雖然不是那種撕心裂肺的痛,但足以讓她全身上下的每一根神經都麻木。
韓晴苦澀的扯了扯嘴角,眼眶熱熱的,鼻子一酸,險些有眼淚砸下來。
她低垂著頭解開安全帶,眼底的委屈被額前的發絲很好的遮擋住了,韓晴沒有再說什麽,直接下了車。

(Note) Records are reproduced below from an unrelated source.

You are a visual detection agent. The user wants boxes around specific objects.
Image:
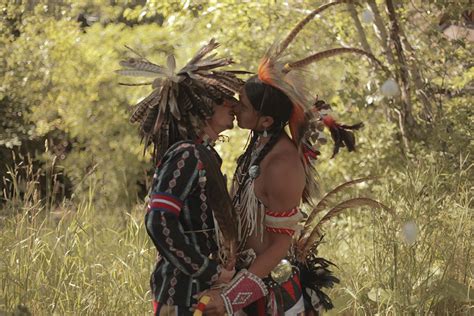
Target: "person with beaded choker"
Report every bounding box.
[117,40,243,316]
[196,0,386,316]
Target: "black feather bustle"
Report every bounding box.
[297,253,340,312]
[329,122,364,158]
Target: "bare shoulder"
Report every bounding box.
[262,142,305,211]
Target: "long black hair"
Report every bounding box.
[234,76,293,196]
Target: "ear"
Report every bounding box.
[260,116,274,128]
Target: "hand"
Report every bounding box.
[191,289,226,316]
[213,267,235,285]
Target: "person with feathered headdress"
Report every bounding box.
[193,0,388,315]
[117,40,243,315]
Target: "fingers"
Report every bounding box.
[224,256,236,270]
[192,295,211,316]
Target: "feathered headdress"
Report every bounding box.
[116,39,245,161]
[258,0,387,160]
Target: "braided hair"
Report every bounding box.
[234,76,293,197]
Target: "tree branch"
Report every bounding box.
[347,2,372,53]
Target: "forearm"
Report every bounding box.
[146,211,220,284]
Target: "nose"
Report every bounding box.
[232,101,241,114]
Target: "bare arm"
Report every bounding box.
[248,156,305,278]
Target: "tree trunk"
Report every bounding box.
[367,0,394,66]
[385,0,416,146]
[347,2,372,53]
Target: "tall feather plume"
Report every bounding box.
[298,197,395,258]
[130,89,161,123]
[283,47,390,73]
[274,0,353,57]
[303,177,373,228]
[116,39,243,158]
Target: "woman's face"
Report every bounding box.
[208,100,237,134]
[235,89,260,130]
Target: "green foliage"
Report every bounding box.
[320,157,474,315]
[0,0,474,315]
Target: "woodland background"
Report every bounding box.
[0,0,474,315]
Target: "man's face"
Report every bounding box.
[209,100,237,134]
[235,89,260,129]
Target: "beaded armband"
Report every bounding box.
[221,269,268,315]
[265,207,303,236]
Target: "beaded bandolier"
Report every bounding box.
[228,0,386,315]
[117,40,243,315]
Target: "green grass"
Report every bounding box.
[0,156,473,315]
[0,200,152,315]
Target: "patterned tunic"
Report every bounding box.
[145,142,220,306]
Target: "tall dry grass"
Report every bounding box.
[0,154,473,315]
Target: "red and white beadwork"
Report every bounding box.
[221,269,268,315]
[265,207,303,236]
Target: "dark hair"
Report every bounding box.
[234,76,293,202]
[244,76,293,130]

幾乎是車門關上的同時,厲北辰就調轉了方向盤,驅車離開。
韓晴站在雨中,看著漸行漸遠的車子,直到那抹輪廓越來越模糊,最後消失在漆黑的夜幕中,她才哭出了聲音。
就這樣把她丟在半路上,毫不猶豫的轉身離開。
一點都不擔心她會不會害怕,會不會遇到壞人,會不會打不到車.......
韓晴蜷縮的蹲在地上,緊緊的抱住自己,冰涼的雨水順著臉頰滑落下來。
心,在這一刻,涼的透徹。
就像是你永遠都無法叫醒一個裝睡的人,同樣,韓晴覺得自己可能這輩子,都無法走進厲北辰的心裏。

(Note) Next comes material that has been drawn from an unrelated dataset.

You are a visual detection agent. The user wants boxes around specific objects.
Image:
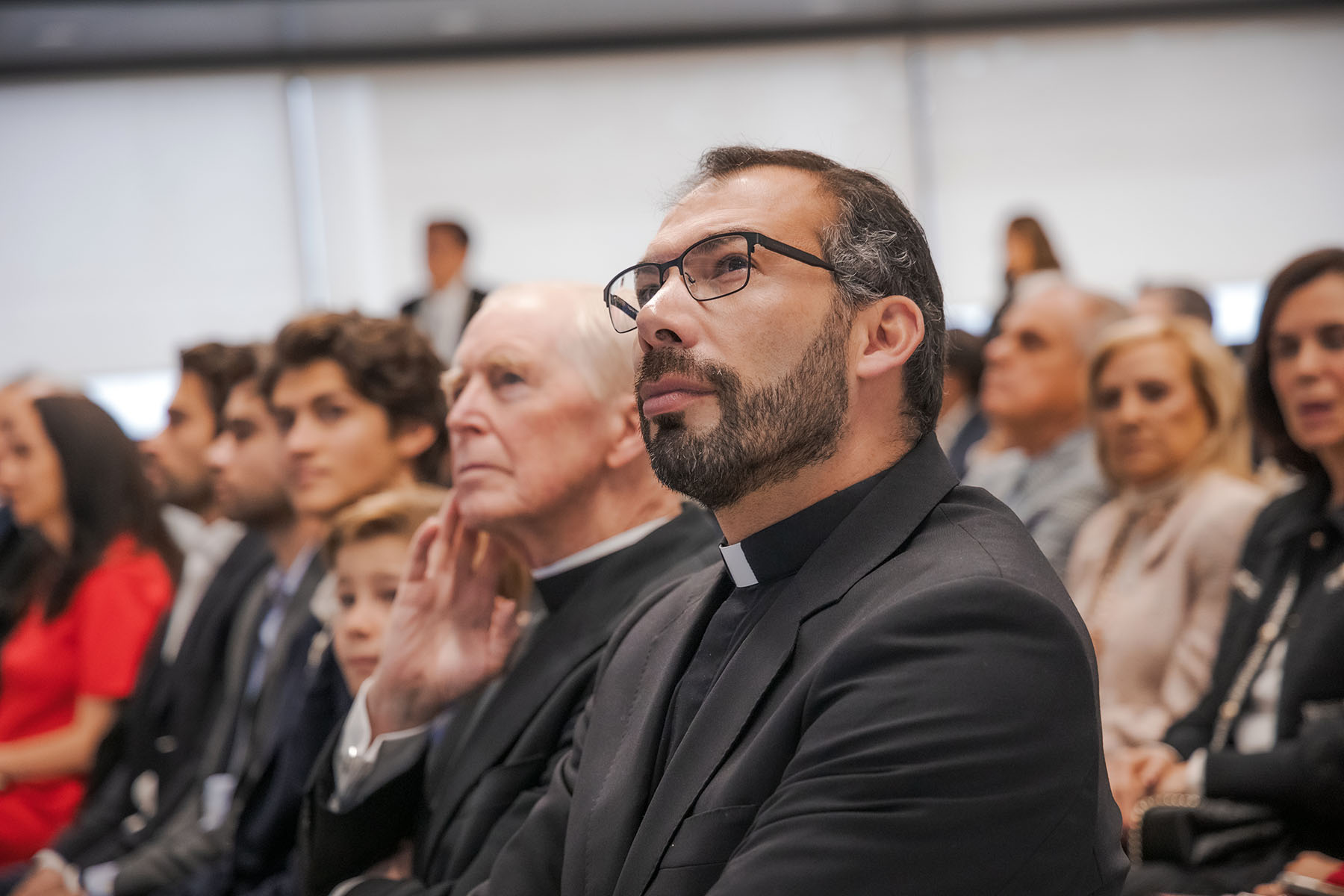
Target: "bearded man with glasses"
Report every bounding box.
[346,146,1127,896]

哭過之後,韓晴緩緩的從地上站起來,空曠的馬路上連個人影都沒有,隻有幾盞微弱的路燈,她有點害怕的從包裏拿出手機,想要給厲澤希打電話。
可就是那麽湊巧,手機沒電了。
韓晴深深吸了口氣,兩隻手死死的攥住衣角,這前不著村後不著店的根本就打不到車,隻能硬著頭皮往回走。
自己這副狼狽的樣子,總不能再去老宅了吧,而且她現在也沒有心情去應付大家,更怕自己會強裝不下去。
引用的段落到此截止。